Someday soon, perhaps, men will also know the joys of setting a daily timer to pop their birth control pill.

Researchers from the Dana-Farber Cancer Institute and Baylor College of Medicine say they've found a compound that allows them to temporarily sap the strength of a mouse's sperm. They described the compound JQ1 in a paper appearing Thursday in the journal Cell.

"Our findings demonstrate that, when given to rodents, this compound produces a rapid and reversible decrease in sperm count and mobility with profound effects on fertility," Dana-Farber researcher and senior author James Bradner said in a statement Thursday.

JQ1 works by throwing a wrench in the sperm's development by inhibiting a protein called BRDT. The compound was initially developed to block a cancer-causing gene, but researchers became interested in exploring its contraceptive potential when other studies showed that mice lacking BRDT, JQ1's target, were infertile.

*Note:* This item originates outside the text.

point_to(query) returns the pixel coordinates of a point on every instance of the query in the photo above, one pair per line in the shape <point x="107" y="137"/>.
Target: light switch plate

When the researchers treated mice with JQ1, they produced less sperm, and any sperm they did produce were more sluggish. Once the mice were taken off JQ1, normal sperm production resumed. The drug did not affect the mating behavior or testosterone production of the treated mice, and offspring conceived after the drug was used were healthy, according to the paper.

Because the proteins targeted by JQ1 are fairly similar in mice and men, "we envision that our discoveries can be completely translated to men, providing a novel and efficacious strategy for a male contraceptive," the authors wrote.